Berlin (taz) – Die schwere Finanzkrise in Rußland hat die russische Zentralbank in die Knie und zahlreiche Bürger auf die Straße gezwungen. Die Regierung gab gestern den Rubel zur Abwertung frei und löste damit nicht nur an der Börse eine zumindest kurzfristige Panik aus. Während die russischen Zentralbanker bisher den Wechselkurs ziemlich stabil bei 6,3 Rubel für den Dollar gehalten hatten, darf er jetzt zwischen 6 und 9,5 Rubel schwanken. In Moskaus Straßen bildeten sich sogleich lange Schlangen von Bürgern, die noch günstig US-Dollar ergattern wollten.
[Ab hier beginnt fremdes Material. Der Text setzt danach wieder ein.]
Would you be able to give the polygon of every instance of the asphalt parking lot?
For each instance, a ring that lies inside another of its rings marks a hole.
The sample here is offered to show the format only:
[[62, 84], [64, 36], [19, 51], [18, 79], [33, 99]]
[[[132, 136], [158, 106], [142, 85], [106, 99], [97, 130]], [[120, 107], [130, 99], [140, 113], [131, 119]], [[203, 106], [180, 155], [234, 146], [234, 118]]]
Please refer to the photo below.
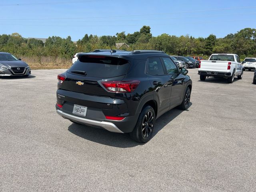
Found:
[[187, 111], [156, 121], [140, 144], [56, 112], [57, 75], [0, 78], [0, 191], [256, 191], [253, 72], [200, 81]]

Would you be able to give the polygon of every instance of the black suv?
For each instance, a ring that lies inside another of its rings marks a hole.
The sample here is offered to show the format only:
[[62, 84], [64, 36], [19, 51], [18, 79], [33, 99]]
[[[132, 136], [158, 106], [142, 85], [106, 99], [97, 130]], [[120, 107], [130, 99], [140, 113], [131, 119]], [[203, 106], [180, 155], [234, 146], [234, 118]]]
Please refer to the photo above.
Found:
[[74, 123], [130, 133], [145, 142], [156, 118], [176, 106], [188, 108], [188, 70], [164, 52], [96, 50], [78, 57], [58, 76], [57, 112]]

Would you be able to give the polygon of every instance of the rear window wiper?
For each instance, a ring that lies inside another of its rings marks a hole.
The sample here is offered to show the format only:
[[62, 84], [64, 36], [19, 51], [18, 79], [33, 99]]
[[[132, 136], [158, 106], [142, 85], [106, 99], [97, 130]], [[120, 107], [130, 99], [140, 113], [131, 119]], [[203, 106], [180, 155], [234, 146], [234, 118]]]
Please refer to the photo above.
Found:
[[86, 73], [84, 71], [72, 71], [72, 73], [77, 73], [78, 74], [81, 74], [81, 75], [86, 75]]

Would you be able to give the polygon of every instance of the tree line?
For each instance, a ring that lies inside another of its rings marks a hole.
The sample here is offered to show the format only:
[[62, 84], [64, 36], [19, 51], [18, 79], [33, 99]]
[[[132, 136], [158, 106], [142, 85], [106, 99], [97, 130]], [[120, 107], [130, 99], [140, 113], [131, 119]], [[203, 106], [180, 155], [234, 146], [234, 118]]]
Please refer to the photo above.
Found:
[[236, 54], [243, 59], [256, 57], [256, 29], [246, 28], [223, 38], [211, 34], [206, 38], [195, 38], [188, 35], [179, 37], [166, 33], [153, 37], [149, 26], [143, 26], [140, 31], [126, 34], [117, 33], [115, 36], [86, 34], [76, 43], [70, 36], [62, 38], [49, 37], [44, 44], [41, 40], [28, 39], [17, 33], [0, 35], [0, 51], [8, 52], [19, 56], [51, 56], [70, 58], [76, 52], [90, 52], [95, 49], [116, 49], [116, 43], [125, 42], [119, 49], [128, 51], [154, 50], [168, 54], [182, 56], [200, 56], [204, 58], [212, 53]]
Präsident Jelzin hatte bis letzte Woche eine Abwertung strikt ausgeschlossen. Gestern betonte Ministerpräsident Sergej Kirijenko, der noch am Freitag die Finanzkrise als psychologisches Problem abgetan hatte, die jetzige Maßnahme sei keineswegs gleichbedeutend mit einer Abwertung. Damit behielt er zur allgemeinen Überraschung erst mal recht: Der Kurs des Rubels stürzte nicht ab, der Dollar kostete auf dem offiziellen Devisenmarkt mit 6,43 Rubeln nur 12 Kopeken mehr als am Freitag.

Regierung und Zentralbank erschreckten gestern die westlichen Kreditgeber überdies mit der Ankündigung eines 90tägigen Schuldenmoratoriums. So lange werden Zins- und Rückzahlungen für Auslandsschulden nicht geleistet. Unklar ist, für wen das Moratorium gilt. Der russische Kreditunterhändler Anatoli Tschubais betonte, daß die Regierung jedenfalls ihre Zahlungspflichten erfüllen werde. Die Maßnahme ist im Rahmen einer Rubelabwertung verständlich. Wenn der Rubelwert sinkt, könnten Kreditnehmer in Schwierigkeiten geraten: Sie müssen immer mehr Rubel aufbringen, um die in Dollar ausgestellten Kredite zu bedienen.

In einer gemeinsamen Erklärung begründeten Kirijenko und Zentralbankchef Sergej Dubinin ihre Entscheidung: Die Bedienung der Staatsanleihen sei angesichts des extrem niedrigen Niveaus der Steuereinnahmen zu einer untragbaren Last für das Staatsbudget geworden. Durch den Ölpreisverfall seien die Staatseinnahmen noch weiter gesunken. Der Abfluß von Kapital ins Ausland habe überdies zu einem Rückgang der Devisenreserven geführt.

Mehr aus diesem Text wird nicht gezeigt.